Fikir Günlüğü

Büyük Savaşların sonucunda demokrasi ortadan kalkmıştı. Halkın dini inançları sarsılmış, tanrılara güven kaybolmuştu. Genç nüfusun çoğu savaşlarda ölmüş ve dört bir yanı hastalıklar sarmıştı. Yöneticiler sürgüne gönderilmişti. Ülke yenide inşa edilmeli, demokrasi yeniden tesis edilmeliydi. Sokrates sorguladı. Eskiyi, hikmet diye bilinenleri, inançları, tanrıları, her şeyi. Doğruysak, inançlıysak tanrılar neden bize yardım etmedi?

Yerleşik yargıları sorgulamak çok tehlikelidir. İki bin beş yüz yıl önce tehlikeliydi, şimdi de tehlikeli. Sokrates gençlerin ahlakını bozmak ve dinsizlikle suçlandığı mahkemede yargılandı ve ölüme mahkûm edildi.

Özür dilemedi, pişmanlık belirtmedi, sadece inandığı değerleri savundu, sahip çıktı.

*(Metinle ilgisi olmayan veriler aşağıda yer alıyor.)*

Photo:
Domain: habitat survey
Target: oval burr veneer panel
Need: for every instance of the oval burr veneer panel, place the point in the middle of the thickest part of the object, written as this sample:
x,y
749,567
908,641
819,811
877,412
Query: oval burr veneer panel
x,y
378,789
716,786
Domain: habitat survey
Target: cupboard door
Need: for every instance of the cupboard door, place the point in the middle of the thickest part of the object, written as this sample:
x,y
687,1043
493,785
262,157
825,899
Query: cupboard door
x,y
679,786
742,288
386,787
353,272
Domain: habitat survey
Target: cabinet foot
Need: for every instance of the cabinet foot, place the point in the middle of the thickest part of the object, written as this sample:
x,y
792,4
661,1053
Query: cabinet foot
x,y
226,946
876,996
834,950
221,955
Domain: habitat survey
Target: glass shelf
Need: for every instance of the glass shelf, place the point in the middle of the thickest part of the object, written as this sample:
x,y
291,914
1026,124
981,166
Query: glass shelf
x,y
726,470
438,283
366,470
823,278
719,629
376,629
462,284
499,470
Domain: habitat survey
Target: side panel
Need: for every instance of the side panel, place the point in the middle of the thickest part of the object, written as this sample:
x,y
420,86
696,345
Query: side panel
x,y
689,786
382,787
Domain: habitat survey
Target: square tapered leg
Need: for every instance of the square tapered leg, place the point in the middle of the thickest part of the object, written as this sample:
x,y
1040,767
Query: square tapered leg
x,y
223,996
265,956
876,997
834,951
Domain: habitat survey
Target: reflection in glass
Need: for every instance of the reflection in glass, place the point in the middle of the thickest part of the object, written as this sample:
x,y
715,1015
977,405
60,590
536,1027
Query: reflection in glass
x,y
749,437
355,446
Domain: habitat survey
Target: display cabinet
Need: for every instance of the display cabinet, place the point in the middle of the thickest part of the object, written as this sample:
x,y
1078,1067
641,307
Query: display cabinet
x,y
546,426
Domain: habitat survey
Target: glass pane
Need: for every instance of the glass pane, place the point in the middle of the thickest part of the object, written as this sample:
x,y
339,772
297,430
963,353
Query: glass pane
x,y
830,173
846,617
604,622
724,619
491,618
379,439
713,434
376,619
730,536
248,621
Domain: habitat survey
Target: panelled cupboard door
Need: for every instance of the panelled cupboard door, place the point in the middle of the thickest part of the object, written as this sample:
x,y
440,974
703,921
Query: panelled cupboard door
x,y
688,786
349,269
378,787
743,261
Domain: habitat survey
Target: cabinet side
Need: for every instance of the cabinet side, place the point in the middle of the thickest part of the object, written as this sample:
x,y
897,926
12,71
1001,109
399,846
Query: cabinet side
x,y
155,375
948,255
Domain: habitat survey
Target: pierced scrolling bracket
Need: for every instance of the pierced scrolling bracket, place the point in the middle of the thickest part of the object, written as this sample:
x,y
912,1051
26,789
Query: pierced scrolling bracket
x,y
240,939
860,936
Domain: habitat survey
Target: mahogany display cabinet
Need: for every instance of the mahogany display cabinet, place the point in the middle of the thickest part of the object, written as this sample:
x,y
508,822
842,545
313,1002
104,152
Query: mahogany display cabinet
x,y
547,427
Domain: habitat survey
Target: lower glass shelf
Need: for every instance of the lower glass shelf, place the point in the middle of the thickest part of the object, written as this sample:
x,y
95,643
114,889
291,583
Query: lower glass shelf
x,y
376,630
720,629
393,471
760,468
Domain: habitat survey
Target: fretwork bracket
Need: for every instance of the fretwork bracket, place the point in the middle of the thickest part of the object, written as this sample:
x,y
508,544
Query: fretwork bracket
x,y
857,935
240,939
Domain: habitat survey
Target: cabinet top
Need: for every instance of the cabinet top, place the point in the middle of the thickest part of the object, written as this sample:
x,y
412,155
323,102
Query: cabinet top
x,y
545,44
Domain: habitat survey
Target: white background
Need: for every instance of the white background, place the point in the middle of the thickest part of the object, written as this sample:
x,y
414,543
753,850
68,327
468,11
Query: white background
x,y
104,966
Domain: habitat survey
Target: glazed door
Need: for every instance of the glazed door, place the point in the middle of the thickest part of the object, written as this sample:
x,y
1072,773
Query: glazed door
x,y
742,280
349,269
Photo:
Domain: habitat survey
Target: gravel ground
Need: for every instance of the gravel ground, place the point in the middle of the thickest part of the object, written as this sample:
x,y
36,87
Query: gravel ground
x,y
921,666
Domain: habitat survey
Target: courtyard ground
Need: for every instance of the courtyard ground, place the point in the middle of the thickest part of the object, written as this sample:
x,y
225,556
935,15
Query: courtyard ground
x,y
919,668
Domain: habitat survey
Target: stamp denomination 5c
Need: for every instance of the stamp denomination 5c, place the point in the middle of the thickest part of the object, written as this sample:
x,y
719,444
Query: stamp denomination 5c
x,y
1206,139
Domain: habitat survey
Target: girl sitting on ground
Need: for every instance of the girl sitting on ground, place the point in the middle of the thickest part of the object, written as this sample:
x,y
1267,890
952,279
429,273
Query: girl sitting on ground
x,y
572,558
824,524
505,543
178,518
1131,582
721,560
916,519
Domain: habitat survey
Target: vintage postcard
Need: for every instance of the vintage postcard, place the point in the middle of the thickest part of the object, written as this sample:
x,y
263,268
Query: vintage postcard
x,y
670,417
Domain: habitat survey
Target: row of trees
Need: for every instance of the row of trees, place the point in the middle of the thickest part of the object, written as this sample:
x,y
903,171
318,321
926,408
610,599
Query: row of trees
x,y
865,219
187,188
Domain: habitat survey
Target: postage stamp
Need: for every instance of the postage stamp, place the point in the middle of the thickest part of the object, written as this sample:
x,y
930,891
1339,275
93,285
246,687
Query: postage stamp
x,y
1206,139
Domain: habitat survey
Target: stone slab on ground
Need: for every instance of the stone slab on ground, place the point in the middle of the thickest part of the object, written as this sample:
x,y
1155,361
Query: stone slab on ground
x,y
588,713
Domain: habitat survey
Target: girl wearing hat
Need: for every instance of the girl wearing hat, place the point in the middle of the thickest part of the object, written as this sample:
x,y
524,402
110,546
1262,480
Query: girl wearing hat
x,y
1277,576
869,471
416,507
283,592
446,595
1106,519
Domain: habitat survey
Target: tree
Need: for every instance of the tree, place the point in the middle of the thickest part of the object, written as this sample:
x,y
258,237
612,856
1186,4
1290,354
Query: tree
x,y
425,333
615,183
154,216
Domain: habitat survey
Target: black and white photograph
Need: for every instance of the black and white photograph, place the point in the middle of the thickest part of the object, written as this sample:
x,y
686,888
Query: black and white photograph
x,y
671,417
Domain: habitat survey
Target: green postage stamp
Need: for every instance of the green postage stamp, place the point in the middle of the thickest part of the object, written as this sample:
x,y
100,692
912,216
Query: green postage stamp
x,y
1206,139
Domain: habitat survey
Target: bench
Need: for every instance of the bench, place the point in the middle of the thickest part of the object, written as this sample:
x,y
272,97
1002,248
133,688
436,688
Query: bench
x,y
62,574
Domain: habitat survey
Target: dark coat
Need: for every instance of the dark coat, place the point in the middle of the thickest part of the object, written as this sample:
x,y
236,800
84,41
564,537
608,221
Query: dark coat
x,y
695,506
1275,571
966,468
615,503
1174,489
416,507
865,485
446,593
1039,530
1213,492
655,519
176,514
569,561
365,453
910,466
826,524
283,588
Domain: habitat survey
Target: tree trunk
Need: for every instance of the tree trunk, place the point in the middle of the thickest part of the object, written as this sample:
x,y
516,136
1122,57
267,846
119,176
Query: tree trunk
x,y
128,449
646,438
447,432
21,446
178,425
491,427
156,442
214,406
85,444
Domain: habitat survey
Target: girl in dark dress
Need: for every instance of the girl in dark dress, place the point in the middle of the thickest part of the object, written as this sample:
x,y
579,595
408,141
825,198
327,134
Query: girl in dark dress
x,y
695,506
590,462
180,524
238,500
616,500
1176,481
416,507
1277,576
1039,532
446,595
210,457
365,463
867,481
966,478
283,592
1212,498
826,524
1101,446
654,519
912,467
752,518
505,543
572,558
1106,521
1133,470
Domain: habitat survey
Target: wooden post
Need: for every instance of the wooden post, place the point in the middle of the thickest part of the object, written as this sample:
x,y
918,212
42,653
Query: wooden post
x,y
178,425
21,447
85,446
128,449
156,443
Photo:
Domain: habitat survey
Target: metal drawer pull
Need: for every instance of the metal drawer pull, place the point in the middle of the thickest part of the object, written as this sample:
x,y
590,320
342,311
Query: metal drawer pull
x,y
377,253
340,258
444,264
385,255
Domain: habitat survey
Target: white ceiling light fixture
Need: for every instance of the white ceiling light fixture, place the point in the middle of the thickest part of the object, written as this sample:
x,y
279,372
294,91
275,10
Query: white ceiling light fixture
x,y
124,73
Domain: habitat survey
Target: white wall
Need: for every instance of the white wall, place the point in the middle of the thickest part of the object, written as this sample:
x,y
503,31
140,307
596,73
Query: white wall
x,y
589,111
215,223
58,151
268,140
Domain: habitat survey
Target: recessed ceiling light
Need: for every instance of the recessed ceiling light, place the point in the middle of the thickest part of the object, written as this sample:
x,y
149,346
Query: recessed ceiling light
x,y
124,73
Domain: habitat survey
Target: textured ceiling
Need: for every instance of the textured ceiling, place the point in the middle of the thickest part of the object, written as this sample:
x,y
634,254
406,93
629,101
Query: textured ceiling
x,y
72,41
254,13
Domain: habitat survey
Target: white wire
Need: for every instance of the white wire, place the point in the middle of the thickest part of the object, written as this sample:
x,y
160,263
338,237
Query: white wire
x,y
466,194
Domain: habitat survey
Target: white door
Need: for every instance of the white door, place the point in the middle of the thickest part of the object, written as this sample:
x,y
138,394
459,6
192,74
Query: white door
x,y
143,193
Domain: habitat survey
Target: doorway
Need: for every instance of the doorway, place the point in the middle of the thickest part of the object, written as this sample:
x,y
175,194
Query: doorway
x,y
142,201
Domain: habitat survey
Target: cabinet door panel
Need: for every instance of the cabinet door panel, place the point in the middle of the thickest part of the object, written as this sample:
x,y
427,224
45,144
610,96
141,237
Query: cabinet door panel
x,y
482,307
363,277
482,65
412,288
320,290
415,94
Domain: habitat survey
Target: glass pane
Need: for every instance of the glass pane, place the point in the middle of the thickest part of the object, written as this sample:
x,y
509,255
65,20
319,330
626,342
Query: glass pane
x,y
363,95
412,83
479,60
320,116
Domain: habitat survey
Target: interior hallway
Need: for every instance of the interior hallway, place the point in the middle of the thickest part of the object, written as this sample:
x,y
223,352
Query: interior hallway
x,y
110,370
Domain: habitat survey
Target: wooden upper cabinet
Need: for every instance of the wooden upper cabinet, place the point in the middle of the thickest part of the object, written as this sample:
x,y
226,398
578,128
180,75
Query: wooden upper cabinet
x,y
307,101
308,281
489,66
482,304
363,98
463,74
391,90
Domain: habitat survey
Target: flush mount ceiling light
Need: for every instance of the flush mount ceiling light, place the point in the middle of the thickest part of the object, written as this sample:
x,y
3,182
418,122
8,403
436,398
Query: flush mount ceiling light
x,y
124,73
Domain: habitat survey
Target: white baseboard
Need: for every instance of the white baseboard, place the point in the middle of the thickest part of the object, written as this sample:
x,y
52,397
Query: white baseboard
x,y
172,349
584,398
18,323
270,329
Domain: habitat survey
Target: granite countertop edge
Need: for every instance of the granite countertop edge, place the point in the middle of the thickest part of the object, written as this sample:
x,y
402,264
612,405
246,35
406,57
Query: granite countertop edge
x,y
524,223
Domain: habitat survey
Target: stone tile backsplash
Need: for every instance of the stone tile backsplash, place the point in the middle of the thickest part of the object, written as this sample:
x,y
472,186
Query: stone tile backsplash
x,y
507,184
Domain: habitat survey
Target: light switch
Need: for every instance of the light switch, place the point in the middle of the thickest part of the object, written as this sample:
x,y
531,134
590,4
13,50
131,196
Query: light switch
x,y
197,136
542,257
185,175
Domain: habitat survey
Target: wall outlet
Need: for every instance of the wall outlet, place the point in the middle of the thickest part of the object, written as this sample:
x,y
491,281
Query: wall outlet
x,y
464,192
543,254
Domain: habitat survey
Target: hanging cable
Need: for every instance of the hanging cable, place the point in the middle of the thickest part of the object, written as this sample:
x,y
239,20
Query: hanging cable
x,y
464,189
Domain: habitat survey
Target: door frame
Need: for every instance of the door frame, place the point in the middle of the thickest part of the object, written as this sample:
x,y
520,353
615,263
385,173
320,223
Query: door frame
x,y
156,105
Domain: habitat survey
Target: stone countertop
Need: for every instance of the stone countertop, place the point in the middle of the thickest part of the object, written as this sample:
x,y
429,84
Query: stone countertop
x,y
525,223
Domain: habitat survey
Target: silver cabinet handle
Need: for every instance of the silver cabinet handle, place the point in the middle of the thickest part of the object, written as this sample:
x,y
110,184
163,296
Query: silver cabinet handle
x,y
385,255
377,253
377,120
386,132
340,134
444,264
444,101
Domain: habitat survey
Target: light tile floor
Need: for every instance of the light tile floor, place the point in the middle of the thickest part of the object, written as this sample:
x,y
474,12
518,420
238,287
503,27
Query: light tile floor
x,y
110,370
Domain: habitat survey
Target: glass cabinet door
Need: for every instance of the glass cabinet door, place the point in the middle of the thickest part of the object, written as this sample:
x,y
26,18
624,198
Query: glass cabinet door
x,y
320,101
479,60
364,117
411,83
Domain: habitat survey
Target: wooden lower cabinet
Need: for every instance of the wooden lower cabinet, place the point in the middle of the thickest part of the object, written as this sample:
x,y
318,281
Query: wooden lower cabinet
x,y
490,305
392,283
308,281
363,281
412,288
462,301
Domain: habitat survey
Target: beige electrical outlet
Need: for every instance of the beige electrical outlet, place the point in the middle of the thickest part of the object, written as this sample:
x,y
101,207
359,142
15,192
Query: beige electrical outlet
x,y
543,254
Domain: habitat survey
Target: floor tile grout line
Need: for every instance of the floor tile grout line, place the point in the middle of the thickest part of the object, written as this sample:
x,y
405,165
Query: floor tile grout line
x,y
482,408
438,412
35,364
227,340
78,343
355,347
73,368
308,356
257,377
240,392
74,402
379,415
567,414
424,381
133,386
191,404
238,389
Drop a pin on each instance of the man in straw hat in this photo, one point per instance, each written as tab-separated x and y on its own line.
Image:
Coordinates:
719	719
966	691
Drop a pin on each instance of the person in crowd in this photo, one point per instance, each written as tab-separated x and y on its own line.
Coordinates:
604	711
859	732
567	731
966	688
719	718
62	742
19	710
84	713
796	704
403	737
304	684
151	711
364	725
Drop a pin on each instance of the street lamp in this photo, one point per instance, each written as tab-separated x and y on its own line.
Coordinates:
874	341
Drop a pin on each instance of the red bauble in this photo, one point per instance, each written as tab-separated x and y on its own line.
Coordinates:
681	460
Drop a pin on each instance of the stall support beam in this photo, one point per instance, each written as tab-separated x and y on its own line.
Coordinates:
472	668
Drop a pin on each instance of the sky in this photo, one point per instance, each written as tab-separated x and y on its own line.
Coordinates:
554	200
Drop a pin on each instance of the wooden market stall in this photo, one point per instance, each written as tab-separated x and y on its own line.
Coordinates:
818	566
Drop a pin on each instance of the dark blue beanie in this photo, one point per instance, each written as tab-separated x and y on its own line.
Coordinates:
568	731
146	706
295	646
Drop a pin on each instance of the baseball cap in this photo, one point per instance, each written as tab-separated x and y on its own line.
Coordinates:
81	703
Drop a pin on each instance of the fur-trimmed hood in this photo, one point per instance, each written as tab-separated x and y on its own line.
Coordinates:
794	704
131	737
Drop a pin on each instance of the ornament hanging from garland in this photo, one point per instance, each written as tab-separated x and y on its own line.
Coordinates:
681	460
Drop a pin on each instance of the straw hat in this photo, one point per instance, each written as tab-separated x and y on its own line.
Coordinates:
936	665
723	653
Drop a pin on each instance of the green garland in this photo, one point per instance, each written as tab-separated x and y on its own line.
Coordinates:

Bir grup iftiracı: "-Sokrates hem yerin altındakileri hem de göktekileri araştırır. İşgüzarın biridir. Bu nedenle de suçludur. Başkalarına da aynı şeyleri öğreterek, kötüyü iyiymiş gibi gösteriyor", demişti.

Binlerce yıl sonra bizim kendi tarihimizde, gözlemevi inşa ederek gökyüzünü inceleyen alimin başına gelenin aynısıdır aslında... Ona da demişlerdi ki, "-dürbünle gökyüzündeki meleklerin bacaklarına bakıyor, kafir!"

Sokrates mahkemeye verilme nedenini bulmuştur: bilgelik.

Yargı meclisinin 500 oyu içinde 30 oy farkla suçlu bulunur. Hapis istemez, çünkü otorite altında köle gibi yaşayamaz. Para cezasını zaten ödeyemeyecektir. Sürgünü de şiddetle reddeder. Dili yüzünden memleketinde bile zor barınmaktadır, nereye gitse aynısı olacaktır.

Ömrü az kalmıştır, ölüm cezasını kabul eder.

Yargı huzurunda kendini küçük düşürmez ve yalvarmaz, gerçek öldürülüş sebebi de budur. Af dilese, pişmanlık belirtse kurtulacaktır.

Yalvarmaktansa ölmeyi yeğleyeceğini belirtir.

Son kehaneti, ölümünü onaylayanların başlarına büyük belalar geleceğidir.

Vasiyeti şudur: gelecekte oğulları erdem yerine paraya daha çok değer verir ya da sahte bir bilgelik hissine kapılırlarsa, kendilerini bilmezlerse, yapmaları gerekeni yapmazlarsa; kendisinin suçlayıcılarına davrandığı gibi davranmalarını öğütler.

"-Artık ayrılma vakti geldi çattı, ben ölmeye, sizler de yaşamlarınızı sürdürmeye gidiyorsunuz. Hangisinin daha iyi olduğunu sadece tanrı bilebilir", diyerek savunmasını bitirir.

Kaçma fırsatı varken kaçmamış, kendi eliyle Baldıran zehrini içerek cezasını kendi infaz etmiştir.

Yasalara uyan ve kendi ilkelerinden taviz vermeyen büyük filozof, bilgeliğin, bilim ve erdemin yıkılmayan anıtıdır.

Nokta kadar menfaat için virgül gibi eğilenlerin onu hiç sevmemesi bundandır.